Internet Radio Search Engine

When will Google grab this plum. The media on the internet is far to scattered. We need to make a website that runs like surfthechannel but for internet radio. A database containing user entered data that logs the title, the most direct link to the station, the format of the streaming file and what player is required. Plus, a whole bunch of other things like ratings and comments and many other extras could be slapped on.

Dealing with adult content I think should be avoided for this site, maybe a seperate site for the dirty stuff if at all. Personal radio stations and things like pandora or last.fm should definately be allowed. The same principal of linking directly to the content provider should be maintained just like surfthechannel.

Personalization of the site should also be avoided as that is to provide a service to the user which is best left to big companies that can afford to blow money on managing the user data. The only data I want to see is the data of the radio stations. Tags might be useful but I dislike the unorganized scatter brain stuff. A better tag needs to be created only for radio.
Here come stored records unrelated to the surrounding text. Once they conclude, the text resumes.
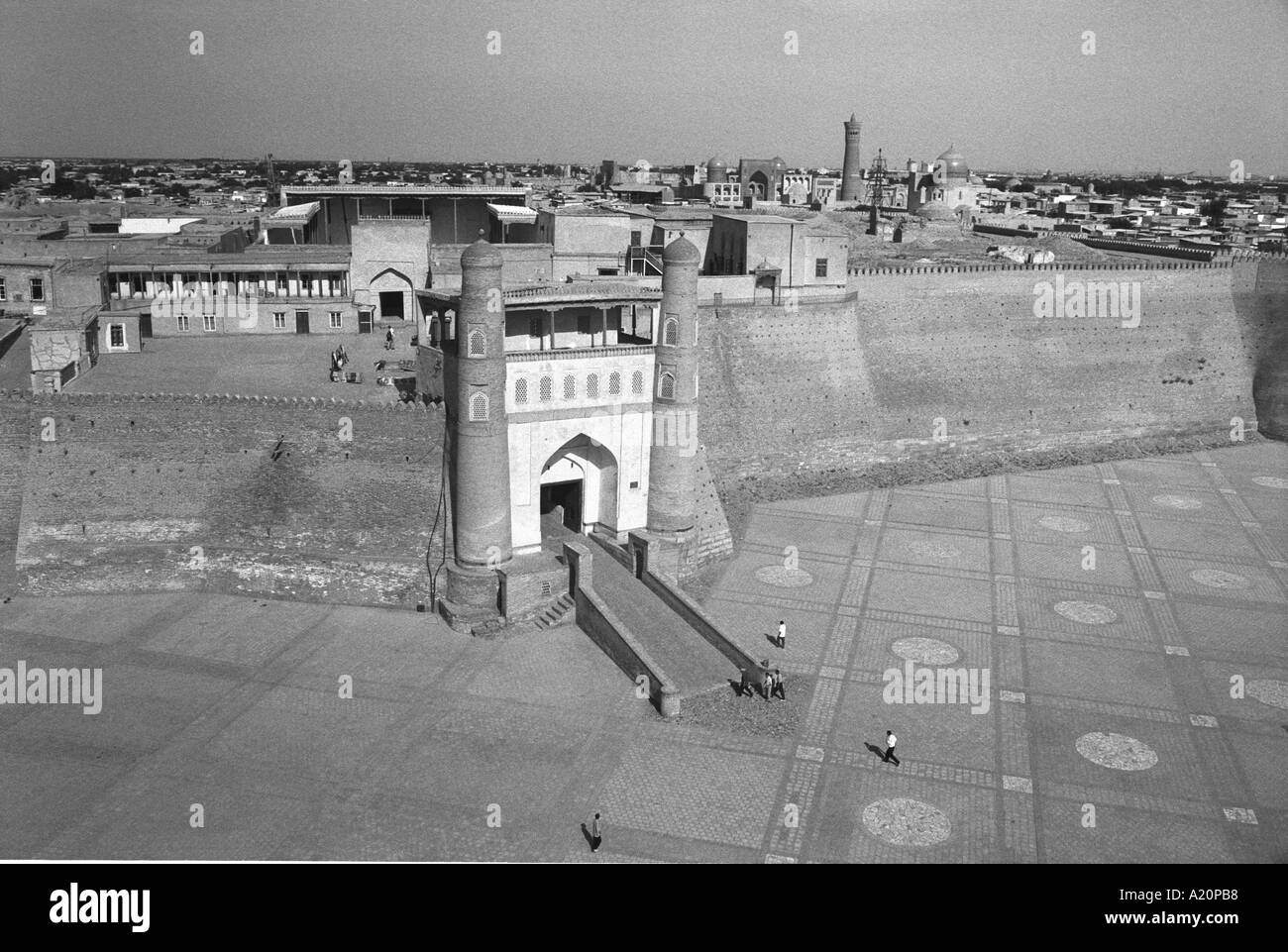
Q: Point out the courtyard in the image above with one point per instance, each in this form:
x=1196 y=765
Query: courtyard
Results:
x=1131 y=617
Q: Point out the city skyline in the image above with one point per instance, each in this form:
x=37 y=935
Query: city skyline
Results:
x=914 y=76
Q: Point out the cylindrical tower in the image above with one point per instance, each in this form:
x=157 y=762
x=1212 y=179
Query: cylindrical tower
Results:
x=851 y=184
x=476 y=416
x=673 y=460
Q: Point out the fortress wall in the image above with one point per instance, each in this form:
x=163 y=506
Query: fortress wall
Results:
x=183 y=492
x=845 y=385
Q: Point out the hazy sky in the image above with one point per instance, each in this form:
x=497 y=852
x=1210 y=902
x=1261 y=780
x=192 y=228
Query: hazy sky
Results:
x=1173 y=84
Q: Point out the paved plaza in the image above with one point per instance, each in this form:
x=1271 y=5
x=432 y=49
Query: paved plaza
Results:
x=1129 y=617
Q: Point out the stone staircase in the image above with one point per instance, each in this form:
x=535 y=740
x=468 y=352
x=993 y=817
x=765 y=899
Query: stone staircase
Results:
x=14 y=451
x=555 y=613
x=687 y=659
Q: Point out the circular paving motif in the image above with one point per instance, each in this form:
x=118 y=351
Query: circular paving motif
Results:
x=784 y=578
x=1086 y=612
x=1063 y=523
x=1216 y=579
x=907 y=822
x=1274 y=693
x=1177 y=501
x=935 y=550
x=1117 y=751
x=926 y=651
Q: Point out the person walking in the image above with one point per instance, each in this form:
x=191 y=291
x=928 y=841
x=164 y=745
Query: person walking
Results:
x=778 y=685
x=890 y=742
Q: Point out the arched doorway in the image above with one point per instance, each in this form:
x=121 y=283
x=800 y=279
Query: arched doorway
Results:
x=579 y=488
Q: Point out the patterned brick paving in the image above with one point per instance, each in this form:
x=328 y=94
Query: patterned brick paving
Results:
x=548 y=730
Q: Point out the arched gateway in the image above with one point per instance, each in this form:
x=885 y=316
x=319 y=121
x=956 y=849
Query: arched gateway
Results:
x=571 y=407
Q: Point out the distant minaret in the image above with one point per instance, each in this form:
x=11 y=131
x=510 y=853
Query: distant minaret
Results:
x=675 y=394
x=851 y=180
x=480 y=454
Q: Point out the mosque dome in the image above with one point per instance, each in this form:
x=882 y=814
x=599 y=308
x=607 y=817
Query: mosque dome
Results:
x=482 y=254
x=953 y=163
x=682 y=252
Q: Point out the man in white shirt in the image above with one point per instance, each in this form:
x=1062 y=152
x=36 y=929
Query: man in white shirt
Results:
x=890 y=742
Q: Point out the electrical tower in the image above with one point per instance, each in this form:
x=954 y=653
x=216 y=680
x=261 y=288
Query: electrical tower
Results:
x=879 y=187
x=270 y=175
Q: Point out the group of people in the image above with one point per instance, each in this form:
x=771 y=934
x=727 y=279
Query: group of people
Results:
x=768 y=682
x=339 y=359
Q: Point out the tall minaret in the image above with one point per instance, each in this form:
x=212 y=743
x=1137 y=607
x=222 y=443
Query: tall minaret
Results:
x=480 y=447
x=673 y=462
x=851 y=184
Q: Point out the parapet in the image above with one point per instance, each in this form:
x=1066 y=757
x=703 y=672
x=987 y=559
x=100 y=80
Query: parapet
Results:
x=1052 y=266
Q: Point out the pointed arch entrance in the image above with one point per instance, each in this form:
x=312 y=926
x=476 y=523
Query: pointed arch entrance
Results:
x=579 y=488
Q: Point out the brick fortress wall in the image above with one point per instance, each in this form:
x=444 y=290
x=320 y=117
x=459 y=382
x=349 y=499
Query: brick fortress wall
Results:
x=228 y=493
x=841 y=386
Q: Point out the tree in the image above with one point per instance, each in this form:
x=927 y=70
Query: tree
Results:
x=1215 y=210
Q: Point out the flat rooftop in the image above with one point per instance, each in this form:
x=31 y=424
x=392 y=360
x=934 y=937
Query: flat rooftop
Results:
x=570 y=291
x=413 y=191
x=254 y=256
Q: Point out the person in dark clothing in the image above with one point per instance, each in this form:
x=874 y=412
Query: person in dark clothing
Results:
x=890 y=742
x=778 y=685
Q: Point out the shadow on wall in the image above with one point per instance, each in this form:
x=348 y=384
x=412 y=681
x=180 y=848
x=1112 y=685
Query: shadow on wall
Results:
x=1261 y=301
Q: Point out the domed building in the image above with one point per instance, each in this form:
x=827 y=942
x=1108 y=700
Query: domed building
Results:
x=763 y=178
x=953 y=165
x=939 y=191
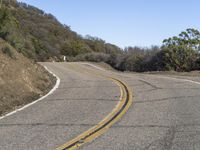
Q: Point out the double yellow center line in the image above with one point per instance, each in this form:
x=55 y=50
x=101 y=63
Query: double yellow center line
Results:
x=99 y=129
Maybe we should encourage users to to include rss feeds too to help keep the search engine more up to date. Searching through rss feeds might mean buffering the rss feeds data into a quickly retrievable database. Probably best to leave that till a later version of the site. It's not of primary concern.

Podcasts could go either way. I don't think there are any legal issues with podcasts. I mean podcasts are just mp3s, right? I mean there's like an .xml file involved or something. I think. I dunno about these podcasts yet. I think it'll be fine to include them somehow.

I gotta think about this some more.

Saturday, September 27, 2008

Adobe Flash Media for My Phone

The .flv extention is not very hip with the Palm OS. Kinoma is the only guy out there that is doing anything to make a dent. Kinoma Player 4 EX is the one option I've seen that will actually let me play flash video files. It really means little when you're surfing the mobile web. The video format used by YouTube's mobile database is a slimmed up version of a Quicktime default format. The impact of the iPhone no doubt.

Kinoma's software for PalmOS costs $24.99.
It will let you play the .flv files on a memory card.

The software's guide to online media is fine but it doesn't offer any support to Pandora of Last.FM which makes it pretty useless to me. Those are the only two ways to listen to discover new music. If I want other music the phone is already an mp3 player.

What I need is to find a way to make the flash media plug-in.
I have never programed for PalmOS before.